This guide will show you how to generate a self-signed certificate with openssl and how to correctly enable HTTPS with your beroNet Gateway.
In this example I will use a UNIX system, but you can use any supported system.
→ All files will be named accordingly for a better overview, you can name them what you want.
If you already have a self-signed certificate, feel free to skip to 2.).
access to a shell or command line
at least openssl version 1.0.2x
access to the beroNet Gateways webGUI
You will create your own CA to sign the certificate requests later.
All certificates that you create, should be signed with the root certificate (step 1.1.2) and the root private key (step 1.1.1). |
First you will need to generate the private key for your CA (Certification Authority or Zertifizierungsstelle). You will sign the certificates with this key later.
You will also create a passphrase that you will need to sign the created certificate request (step 1.2) later.
openssl genrsa -aes256 -out root.key 1024 |
Then you create the root certificate with the root.key.
Enter the basic information required to generate the CA certificate.
openssl req -new -key root.key -x509 -out root.crt -days 3650 |
Now you should generate a certificate request, that will be signed with the created root certificate and key afterwards. Here you should change the values highlighted in red and green.
You will need to give the SAN (subject Alternative Name) in order to trust a local IP-Adress.
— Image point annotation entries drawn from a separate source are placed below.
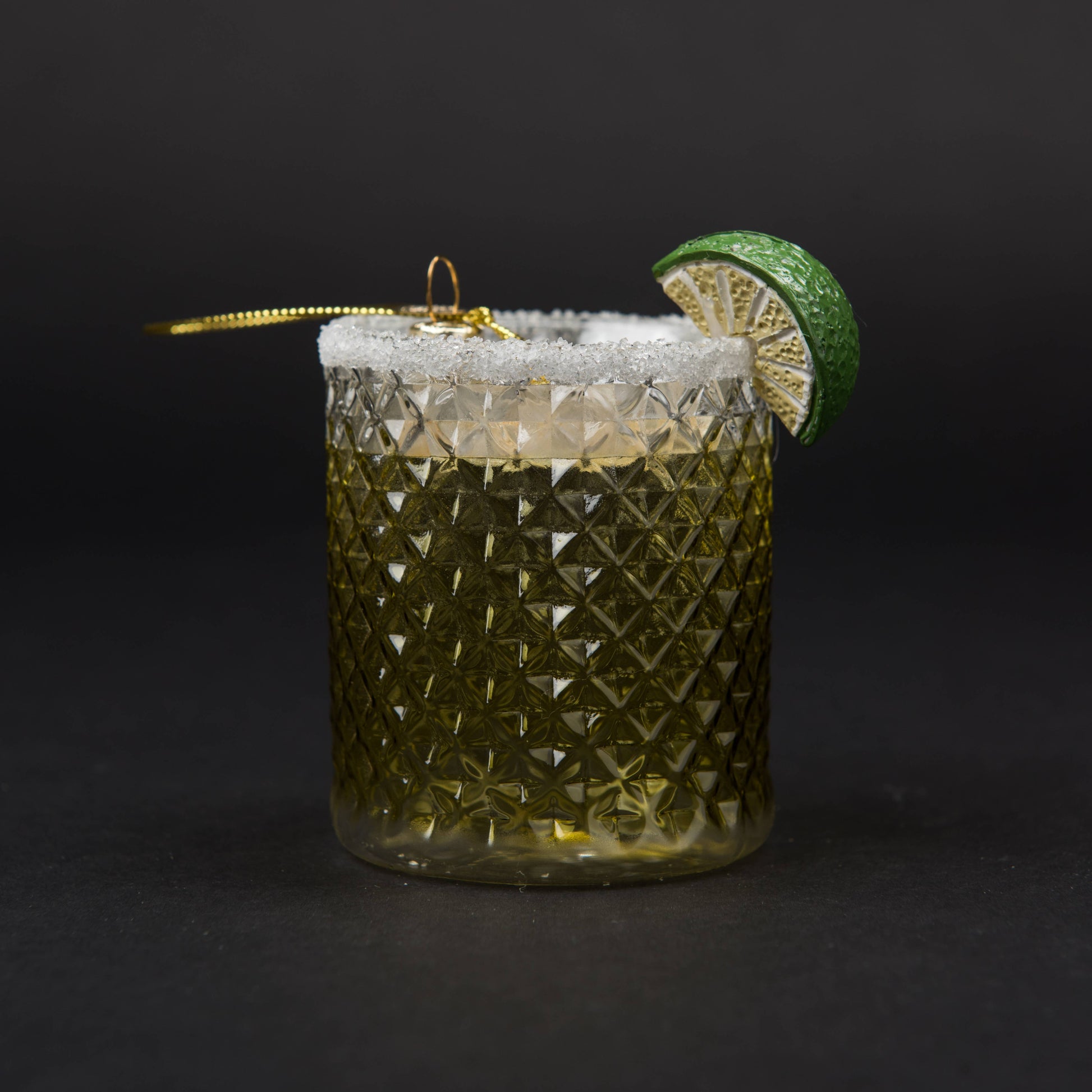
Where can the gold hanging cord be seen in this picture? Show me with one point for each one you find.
(437, 320)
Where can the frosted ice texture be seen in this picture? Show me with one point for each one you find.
(565, 347)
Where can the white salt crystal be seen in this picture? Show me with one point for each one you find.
(566, 347)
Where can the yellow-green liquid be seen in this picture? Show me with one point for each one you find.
(552, 674)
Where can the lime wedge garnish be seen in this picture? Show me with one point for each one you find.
(747, 284)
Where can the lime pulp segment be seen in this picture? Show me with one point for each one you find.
(806, 344)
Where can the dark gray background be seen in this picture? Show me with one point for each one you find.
(176, 911)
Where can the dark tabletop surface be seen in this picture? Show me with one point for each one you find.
(178, 914)
(175, 911)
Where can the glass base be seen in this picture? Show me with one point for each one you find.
(534, 857)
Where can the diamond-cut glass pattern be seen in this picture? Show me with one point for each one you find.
(549, 626)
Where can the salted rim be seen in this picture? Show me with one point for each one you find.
(664, 348)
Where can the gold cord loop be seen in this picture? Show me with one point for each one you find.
(428, 286)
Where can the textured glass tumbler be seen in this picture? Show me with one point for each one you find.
(549, 613)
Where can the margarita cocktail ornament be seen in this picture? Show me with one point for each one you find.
(549, 568)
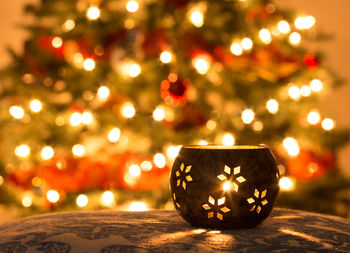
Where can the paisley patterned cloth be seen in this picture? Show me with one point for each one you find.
(165, 231)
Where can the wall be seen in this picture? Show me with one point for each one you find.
(332, 16)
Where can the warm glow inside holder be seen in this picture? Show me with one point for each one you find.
(224, 186)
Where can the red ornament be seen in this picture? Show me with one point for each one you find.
(310, 61)
(173, 90)
(308, 165)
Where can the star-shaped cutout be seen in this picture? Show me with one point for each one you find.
(183, 176)
(216, 207)
(175, 201)
(235, 177)
(258, 200)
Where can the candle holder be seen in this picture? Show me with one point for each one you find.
(224, 186)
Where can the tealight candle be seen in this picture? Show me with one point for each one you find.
(224, 186)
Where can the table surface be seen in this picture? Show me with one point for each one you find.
(165, 231)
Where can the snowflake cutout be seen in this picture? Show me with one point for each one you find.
(176, 203)
(235, 177)
(258, 200)
(183, 176)
(216, 207)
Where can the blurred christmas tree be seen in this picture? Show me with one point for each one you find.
(95, 110)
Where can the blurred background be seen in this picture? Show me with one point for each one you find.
(331, 18)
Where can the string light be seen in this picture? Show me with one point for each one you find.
(227, 186)
(272, 106)
(132, 6)
(146, 166)
(16, 111)
(159, 160)
(283, 26)
(47, 153)
(93, 13)
(305, 91)
(103, 93)
(166, 57)
(68, 25)
(75, 119)
(57, 42)
(316, 85)
(294, 92)
(248, 116)
(82, 200)
(211, 124)
(107, 198)
(35, 105)
(313, 117)
(135, 170)
(173, 151)
(286, 184)
(201, 63)
(78, 150)
(52, 196)
(197, 18)
(294, 38)
(128, 110)
(202, 143)
(89, 64)
(303, 23)
(328, 124)
(86, 118)
(265, 36)
(22, 151)
(228, 139)
(27, 201)
(257, 126)
(138, 206)
(236, 49)
(247, 43)
(291, 146)
(158, 114)
(134, 70)
(78, 59)
(114, 135)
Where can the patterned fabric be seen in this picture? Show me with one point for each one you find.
(165, 231)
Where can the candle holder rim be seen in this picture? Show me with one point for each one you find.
(225, 147)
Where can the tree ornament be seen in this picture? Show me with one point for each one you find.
(310, 61)
(173, 90)
(191, 116)
(309, 165)
(224, 186)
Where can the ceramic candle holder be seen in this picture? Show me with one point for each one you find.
(224, 186)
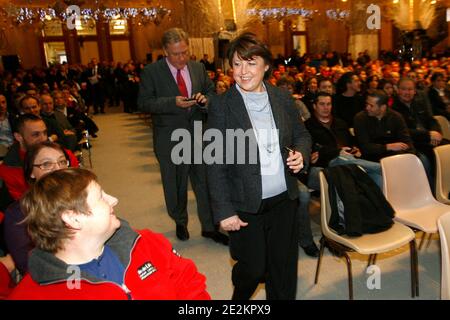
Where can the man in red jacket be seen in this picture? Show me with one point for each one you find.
(83, 251)
(29, 130)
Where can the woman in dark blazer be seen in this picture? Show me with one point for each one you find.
(253, 185)
(439, 96)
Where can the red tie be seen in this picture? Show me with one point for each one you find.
(181, 84)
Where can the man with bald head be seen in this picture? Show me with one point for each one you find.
(6, 124)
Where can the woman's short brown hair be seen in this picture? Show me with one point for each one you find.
(247, 46)
(30, 156)
(46, 201)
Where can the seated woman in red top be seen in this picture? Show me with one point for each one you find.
(83, 251)
(40, 159)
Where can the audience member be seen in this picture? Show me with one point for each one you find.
(40, 159)
(83, 251)
(381, 131)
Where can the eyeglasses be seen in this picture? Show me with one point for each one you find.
(49, 165)
(179, 54)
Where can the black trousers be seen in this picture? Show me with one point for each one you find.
(175, 184)
(267, 249)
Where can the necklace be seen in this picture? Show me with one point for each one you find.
(271, 146)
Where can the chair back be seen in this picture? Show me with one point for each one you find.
(325, 207)
(445, 126)
(442, 173)
(405, 183)
(444, 233)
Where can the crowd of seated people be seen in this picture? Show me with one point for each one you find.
(357, 111)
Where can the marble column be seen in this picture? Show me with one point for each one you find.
(361, 37)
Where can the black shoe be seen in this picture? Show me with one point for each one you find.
(311, 250)
(182, 232)
(216, 236)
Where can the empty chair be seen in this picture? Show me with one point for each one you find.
(370, 244)
(406, 187)
(444, 233)
(445, 127)
(442, 173)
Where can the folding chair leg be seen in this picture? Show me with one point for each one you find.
(372, 259)
(416, 263)
(414, 269)
(369, 262)
(90, 159)
(350, 278)
(322, 246)
(429, 239)
(421, 241)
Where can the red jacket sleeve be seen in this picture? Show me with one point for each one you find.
(6, 283)
(190, 283)
(73, 160)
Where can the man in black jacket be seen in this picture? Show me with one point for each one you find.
(380, 131)
(424, 129)
(332, 142)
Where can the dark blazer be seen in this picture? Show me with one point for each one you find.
(420, 110)
(238, 187)
(438, 105)
(373, 135)
(329, 142)
(157, 93)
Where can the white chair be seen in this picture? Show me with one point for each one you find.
(445, 126)
(442, 154)
(371, 244)
(406, 187)
(444, 233)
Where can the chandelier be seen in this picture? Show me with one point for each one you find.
(59, 10)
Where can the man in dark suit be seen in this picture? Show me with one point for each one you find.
(439, 96)
(176, 92)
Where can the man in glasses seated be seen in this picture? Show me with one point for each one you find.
(84, 252)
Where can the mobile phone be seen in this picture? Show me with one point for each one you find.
(289, 149)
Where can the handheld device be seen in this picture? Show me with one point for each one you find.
(289, 149)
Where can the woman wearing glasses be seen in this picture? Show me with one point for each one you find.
(40, 159)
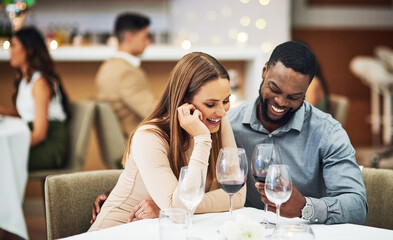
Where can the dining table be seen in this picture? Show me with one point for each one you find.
(14, 152)
(207, 226)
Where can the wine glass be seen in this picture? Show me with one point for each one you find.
(264, 155)
(278, 186)
(191, 189)
(231, 170)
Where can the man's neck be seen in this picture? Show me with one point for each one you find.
(267, 125)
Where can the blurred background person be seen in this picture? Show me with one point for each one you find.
(39, 99)
(317, 92)
(120, 80)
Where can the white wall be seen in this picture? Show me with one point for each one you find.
(204, 22)
(341, 17)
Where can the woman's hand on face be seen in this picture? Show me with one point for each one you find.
(145, 209)
(191, 120)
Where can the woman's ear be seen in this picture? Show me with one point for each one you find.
(186, 100)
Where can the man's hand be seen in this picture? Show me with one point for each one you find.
(145, 209)
(98, 204)
(291, 208)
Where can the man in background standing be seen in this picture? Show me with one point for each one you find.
(120, 80)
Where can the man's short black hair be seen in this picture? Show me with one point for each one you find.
(295, 55)
(130, 22)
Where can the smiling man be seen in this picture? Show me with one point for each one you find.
(327, 182)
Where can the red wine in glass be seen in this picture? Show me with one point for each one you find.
(260, 178)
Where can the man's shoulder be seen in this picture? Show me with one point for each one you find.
(319, 119)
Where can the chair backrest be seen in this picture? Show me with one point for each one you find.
(69, 198)
(110, 136)
(80, 127)
(379, 188)
(339, 106)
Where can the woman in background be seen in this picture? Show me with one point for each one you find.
(39, 100)
(187, 128)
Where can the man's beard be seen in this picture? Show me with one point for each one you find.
(284, 119)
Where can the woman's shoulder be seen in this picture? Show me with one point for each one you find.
(149, 135)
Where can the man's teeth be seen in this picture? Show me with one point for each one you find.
(277, 109)
(214, 120)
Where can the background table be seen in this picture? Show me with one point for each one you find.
(14, 151)
(205, 226)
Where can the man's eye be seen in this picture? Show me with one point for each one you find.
(274, 90)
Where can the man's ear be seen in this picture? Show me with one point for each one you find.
(128, 36)
(264, 70)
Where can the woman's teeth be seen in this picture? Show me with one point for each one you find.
(213, 120)
(277, 109)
This should contain the static IP-Adress of your beroNet Gateway.
Recommended: Copy the commands and change the values accordingly in a text editor or in the command line. |
openssl req -new -nodes -newkey rsa:1024 -keyout beronet.key -out beronet.req -batch -subj "/C=DE/ST=Berlin/L=Berlin/O=beroNet CA/OU=beroNet/CN=172.20.30.121" -reqexts SAN -config <(cat /etc/ssl/openssl.cnf <(printf "[SAN]\nsubjectAltName=IP:172.20.30.121")) |
openssl req -new -nodes -newkey rsa:1024 \
-keyout beronet.key -out beronet.req \
-batch -subj "/C=DE/ST=Berlin/L=Berlin/O=beroNet CA/OU=beroNet/CN=172.20.30.121" \
-reqexts SAN -config <(cat /etc/ssl/openssl.cnf <(printf "[SAN]\nsubjectAltName=IP:172.20.30.121"))
openssl x509 -req -in beronet.req -CA root.crt -CAkey root.key -CAcreateserial -out beronet.crt -days 365 -sha256 -extfile <(printf "subjectAltName=IP:172.20.30.121") |
openssl x509 -req -in beronet.req -CA root.crt -CAkey root.key -CAcreateserial -out beronet.crt -days 365 -sha256 -extfile <(printf "subjectAltName=IP:172.20.30.121")
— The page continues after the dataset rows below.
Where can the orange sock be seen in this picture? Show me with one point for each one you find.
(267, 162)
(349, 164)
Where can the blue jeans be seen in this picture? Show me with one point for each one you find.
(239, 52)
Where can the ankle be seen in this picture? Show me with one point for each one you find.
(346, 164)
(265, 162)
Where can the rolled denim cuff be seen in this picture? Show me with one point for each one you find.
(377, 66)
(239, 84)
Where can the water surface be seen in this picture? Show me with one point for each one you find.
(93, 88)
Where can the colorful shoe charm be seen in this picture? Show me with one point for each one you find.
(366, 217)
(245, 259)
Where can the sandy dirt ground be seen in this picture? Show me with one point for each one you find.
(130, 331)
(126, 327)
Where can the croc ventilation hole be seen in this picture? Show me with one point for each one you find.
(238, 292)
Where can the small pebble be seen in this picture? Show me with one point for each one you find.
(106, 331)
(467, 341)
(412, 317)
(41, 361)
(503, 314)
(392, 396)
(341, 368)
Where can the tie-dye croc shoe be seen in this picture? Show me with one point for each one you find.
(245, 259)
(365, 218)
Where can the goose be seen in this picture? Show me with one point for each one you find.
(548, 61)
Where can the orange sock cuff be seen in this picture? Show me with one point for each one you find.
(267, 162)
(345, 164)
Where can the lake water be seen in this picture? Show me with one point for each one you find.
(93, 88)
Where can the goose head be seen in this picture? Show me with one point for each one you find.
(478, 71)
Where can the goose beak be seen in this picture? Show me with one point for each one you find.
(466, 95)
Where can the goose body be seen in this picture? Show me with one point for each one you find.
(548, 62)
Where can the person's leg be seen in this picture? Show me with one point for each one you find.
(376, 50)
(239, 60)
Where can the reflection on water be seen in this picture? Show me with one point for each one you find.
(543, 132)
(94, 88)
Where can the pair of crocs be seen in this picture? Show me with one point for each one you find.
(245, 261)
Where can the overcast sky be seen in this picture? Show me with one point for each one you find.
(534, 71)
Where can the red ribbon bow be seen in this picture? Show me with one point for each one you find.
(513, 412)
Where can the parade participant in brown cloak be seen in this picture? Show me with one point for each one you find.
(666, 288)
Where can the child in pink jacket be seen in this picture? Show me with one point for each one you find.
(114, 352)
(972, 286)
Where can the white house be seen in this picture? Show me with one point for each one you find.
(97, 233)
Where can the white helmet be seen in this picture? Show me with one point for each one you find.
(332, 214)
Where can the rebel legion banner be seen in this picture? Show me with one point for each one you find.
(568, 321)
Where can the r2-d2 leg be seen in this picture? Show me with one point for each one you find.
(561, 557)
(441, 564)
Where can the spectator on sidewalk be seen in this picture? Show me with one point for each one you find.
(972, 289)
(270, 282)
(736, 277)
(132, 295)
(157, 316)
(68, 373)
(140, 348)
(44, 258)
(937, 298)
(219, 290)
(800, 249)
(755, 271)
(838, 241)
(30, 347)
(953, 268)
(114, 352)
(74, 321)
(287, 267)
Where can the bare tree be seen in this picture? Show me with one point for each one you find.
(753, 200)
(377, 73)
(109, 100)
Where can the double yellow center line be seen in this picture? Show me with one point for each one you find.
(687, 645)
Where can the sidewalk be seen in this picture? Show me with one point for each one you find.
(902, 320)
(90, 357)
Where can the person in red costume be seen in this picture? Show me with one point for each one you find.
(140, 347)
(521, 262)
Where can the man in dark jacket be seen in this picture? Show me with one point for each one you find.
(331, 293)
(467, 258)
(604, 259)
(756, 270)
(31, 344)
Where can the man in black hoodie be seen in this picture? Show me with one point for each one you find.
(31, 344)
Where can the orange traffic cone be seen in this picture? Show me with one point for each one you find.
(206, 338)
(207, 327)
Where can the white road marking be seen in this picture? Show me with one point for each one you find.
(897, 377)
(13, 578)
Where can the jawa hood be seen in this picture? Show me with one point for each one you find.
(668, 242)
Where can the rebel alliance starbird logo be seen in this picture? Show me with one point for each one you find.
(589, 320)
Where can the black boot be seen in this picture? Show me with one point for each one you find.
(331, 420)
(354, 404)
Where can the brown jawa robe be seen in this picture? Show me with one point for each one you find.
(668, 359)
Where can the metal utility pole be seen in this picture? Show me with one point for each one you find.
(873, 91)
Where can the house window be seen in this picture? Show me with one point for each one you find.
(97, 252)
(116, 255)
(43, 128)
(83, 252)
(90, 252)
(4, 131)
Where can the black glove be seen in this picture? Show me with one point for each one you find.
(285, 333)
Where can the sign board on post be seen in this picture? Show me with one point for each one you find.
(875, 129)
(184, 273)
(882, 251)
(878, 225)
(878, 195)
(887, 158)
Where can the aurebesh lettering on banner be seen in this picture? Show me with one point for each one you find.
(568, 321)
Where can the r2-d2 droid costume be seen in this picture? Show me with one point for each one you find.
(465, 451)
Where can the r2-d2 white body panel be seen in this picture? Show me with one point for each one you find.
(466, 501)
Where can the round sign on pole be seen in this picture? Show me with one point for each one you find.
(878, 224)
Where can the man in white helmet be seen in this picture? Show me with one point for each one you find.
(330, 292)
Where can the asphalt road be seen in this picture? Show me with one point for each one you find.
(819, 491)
This certificate will be valid for one year. If you want to increase the time, change the value for the parameter -days.
You will now have the following files:
root.crt and root.key (Your CA root certificate and the private key to sign certificate requests)
beronet.req (the certificate sign request file that is signed in 1.4)
beronet.crt and beronet.key (Your self signed certificate and the key)
To upload the self-signed certificate to the beroNet Gateway, you will have to build a .pem file that contains all necessary files.
The file needs to contain these files in the following order:
the self-signed certificates key (beronet.key)
the self-signed certificate (beronet.crt)
the root certificate (root.crt)
To create the following file beronet.pem you can concatenate the files into the .pem file like this:
cat beronet.key > beronet.pem cat beronet.crt >> beronet.pem cat root.crt >> beronet.pem |
Visit Preferences → Network Settings → HTTPS Settings
Upload your certificate (beronet.pem)
Click Save and Activate → Restart your Gateway
Now you have your self-signed certificate uploaded and the webGUI can be accessed via HTTPS.
To dismiss the warning of the browser, you have to add an exception or rather add the CA certificate (root.crt) to your trusted CAs.
This is different for every operation system and browser and is therefore not covered here.